Overview

This is what we mean by "highlighting results." We searched for "nation." AIE highlighted "nation," "national," and "nationalities." 

If a field has highlight.enabled set to true in the AIE schema, and if the

com.attivio.sdk.search.QueryRequest

 has highlighting turned on, then the matching terms and phrases will be highlighted in the search results.

It is also possible to attach a

com.attivio.sdk.search.fields.Teaser

  or

com.attivio.sdk.search.fields.ScopeTeaser

 field expression to a query, which can force highlighting on a field regardless of schema field settings and QueryRequest settings. 

Index-based vs. Document-based Highlighting

AIE offers index-based highlighting, in which the data is tokenized during ingestion, and document-based highlighting, in which tokenization occurs during a query.

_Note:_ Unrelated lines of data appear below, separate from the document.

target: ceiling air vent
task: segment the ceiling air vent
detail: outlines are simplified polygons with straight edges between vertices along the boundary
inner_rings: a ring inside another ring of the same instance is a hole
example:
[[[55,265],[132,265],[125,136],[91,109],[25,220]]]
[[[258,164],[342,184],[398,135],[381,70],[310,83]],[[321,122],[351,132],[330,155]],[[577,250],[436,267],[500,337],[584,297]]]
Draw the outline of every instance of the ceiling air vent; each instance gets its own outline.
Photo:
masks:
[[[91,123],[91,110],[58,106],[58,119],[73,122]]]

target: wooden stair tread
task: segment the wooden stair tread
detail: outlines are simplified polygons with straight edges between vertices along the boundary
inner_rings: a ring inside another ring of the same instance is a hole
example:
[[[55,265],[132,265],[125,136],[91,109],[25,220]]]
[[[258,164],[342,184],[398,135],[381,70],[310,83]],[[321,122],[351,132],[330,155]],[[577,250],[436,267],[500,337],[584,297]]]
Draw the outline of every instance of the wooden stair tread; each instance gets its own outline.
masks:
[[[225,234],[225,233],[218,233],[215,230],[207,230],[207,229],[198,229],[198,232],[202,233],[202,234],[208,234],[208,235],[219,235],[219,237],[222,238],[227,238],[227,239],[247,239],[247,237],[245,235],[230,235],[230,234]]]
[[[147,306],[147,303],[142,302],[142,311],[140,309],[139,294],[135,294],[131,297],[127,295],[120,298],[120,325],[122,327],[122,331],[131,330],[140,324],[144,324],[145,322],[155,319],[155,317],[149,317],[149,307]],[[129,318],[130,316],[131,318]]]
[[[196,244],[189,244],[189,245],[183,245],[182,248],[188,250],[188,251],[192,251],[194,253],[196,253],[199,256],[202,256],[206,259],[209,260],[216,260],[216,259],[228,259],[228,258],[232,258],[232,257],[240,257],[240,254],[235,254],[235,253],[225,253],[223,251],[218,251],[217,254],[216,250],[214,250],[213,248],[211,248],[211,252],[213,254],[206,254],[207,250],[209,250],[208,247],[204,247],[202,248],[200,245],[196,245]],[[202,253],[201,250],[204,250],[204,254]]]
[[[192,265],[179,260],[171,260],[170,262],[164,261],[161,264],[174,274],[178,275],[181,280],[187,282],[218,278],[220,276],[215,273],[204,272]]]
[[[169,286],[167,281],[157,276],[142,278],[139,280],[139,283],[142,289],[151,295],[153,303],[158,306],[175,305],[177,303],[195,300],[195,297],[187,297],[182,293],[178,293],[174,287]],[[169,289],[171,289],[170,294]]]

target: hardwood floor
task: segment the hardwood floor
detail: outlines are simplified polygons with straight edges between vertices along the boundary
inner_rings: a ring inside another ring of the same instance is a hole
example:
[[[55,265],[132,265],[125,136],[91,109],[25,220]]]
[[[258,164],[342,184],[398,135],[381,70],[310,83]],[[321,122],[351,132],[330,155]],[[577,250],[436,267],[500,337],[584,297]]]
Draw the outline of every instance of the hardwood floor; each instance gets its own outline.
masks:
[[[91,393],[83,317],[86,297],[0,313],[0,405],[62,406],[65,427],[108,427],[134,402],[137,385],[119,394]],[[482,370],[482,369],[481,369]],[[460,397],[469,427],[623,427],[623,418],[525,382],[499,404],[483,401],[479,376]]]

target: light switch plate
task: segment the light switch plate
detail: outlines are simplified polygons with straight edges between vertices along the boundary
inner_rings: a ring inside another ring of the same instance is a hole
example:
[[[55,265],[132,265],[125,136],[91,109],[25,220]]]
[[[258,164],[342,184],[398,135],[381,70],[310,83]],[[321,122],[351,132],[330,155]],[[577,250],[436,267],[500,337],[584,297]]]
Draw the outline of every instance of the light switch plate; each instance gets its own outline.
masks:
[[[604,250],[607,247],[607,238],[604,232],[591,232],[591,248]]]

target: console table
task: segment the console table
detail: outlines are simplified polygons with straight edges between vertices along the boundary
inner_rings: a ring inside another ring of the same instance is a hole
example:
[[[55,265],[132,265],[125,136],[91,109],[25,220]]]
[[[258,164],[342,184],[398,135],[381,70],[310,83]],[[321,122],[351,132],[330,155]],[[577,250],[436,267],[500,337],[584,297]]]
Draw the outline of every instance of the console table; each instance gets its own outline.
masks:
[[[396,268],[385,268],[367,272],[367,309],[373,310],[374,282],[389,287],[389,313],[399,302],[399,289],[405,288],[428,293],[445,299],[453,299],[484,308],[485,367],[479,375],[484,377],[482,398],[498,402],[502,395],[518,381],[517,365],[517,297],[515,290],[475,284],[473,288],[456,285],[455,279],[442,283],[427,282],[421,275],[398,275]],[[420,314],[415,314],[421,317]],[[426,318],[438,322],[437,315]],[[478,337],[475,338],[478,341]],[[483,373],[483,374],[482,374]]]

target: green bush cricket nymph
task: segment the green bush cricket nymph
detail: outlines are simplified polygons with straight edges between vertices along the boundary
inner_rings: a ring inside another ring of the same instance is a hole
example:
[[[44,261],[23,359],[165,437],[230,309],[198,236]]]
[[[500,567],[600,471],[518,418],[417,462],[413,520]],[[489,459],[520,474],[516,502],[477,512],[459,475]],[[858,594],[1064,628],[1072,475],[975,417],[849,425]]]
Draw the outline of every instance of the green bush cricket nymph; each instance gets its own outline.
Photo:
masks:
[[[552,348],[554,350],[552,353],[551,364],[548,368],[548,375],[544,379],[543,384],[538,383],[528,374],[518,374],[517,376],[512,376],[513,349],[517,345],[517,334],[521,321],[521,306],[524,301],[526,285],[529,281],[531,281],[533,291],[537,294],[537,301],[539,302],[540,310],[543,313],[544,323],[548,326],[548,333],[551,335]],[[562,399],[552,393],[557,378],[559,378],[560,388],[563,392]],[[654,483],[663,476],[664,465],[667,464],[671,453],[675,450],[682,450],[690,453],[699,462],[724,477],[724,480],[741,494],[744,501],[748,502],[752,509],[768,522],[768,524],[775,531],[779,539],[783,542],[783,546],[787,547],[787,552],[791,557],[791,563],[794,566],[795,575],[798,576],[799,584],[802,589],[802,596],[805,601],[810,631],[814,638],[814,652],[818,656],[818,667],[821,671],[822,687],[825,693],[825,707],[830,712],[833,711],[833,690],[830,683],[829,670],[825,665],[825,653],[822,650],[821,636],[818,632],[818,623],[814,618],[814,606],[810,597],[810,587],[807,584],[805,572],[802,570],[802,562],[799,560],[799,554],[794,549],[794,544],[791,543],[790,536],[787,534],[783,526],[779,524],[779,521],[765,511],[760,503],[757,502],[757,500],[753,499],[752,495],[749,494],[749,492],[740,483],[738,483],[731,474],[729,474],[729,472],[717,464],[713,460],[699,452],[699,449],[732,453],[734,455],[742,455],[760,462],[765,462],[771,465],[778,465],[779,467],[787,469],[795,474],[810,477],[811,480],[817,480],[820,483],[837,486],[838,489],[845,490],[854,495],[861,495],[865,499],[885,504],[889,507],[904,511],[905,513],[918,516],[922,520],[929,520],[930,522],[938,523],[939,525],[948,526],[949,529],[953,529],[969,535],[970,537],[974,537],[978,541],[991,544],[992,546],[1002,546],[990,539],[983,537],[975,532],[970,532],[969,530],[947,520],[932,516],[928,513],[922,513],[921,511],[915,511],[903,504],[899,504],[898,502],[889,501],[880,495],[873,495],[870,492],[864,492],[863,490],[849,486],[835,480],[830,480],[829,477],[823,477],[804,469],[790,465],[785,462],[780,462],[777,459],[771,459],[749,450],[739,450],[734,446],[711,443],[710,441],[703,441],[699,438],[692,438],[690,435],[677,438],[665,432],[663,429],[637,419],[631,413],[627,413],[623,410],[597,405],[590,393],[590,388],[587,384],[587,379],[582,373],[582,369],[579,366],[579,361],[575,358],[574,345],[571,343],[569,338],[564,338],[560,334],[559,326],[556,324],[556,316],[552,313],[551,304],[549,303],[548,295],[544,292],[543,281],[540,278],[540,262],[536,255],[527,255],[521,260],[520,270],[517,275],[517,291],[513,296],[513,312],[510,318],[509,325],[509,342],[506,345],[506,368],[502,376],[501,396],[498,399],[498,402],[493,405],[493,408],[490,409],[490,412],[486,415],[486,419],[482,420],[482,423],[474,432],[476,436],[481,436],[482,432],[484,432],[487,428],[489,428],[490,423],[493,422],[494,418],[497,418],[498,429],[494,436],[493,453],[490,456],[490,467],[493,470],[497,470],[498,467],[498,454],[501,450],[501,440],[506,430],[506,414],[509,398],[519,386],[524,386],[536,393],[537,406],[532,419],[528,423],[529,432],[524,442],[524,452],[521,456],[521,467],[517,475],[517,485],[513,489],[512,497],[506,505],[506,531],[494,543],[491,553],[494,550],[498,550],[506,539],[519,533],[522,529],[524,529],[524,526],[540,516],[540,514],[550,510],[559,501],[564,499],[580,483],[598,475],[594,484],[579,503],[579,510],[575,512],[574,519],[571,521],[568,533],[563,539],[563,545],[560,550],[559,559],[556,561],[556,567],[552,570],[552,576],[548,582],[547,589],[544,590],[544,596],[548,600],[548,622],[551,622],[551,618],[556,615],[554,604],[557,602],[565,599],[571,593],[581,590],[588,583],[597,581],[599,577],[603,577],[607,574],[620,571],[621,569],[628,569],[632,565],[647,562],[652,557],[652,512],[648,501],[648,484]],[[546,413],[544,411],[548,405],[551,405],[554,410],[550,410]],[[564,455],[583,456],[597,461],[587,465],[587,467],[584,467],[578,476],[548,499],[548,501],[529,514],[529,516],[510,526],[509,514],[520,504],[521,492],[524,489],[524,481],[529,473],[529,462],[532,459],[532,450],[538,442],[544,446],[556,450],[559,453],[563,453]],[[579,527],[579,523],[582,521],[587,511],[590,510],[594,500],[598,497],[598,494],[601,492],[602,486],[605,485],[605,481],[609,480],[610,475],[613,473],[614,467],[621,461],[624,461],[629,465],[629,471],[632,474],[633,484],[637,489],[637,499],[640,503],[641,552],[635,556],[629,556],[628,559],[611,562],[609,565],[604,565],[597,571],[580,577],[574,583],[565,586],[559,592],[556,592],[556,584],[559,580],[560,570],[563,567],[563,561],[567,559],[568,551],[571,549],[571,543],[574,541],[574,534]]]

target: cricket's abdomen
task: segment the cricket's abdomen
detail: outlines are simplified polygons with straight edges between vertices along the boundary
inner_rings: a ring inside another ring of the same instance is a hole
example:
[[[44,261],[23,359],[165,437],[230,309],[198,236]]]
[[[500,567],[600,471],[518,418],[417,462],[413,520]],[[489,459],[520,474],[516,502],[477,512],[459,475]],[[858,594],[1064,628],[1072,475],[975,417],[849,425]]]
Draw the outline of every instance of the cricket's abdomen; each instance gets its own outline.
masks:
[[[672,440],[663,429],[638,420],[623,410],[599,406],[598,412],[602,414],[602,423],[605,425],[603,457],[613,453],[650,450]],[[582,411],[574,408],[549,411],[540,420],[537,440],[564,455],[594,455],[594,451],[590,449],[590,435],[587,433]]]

Index-based highlighting can be configured in the Schema for tokenized string or text fields that are indexed, such as the title and text fields. (Highlighting is not supported for untokenized datatypes such as dates.)

To enable index-based highlighting for a field, you must configure the schema field in one of two ways:

  1. Set the highlight.enabled field property to "true", or
  2. Set highlight.enabled to "false", but explicitly set highlight.method to "offsets".

If a field has highlight.enabled set in the schema, then AIE will always highlight the field in every query. If highlight.enabled is "false", but highlight.method is set to "offsets", then index-based highlighting of this field can be enabled on demand by using the Teaser field expression in a query.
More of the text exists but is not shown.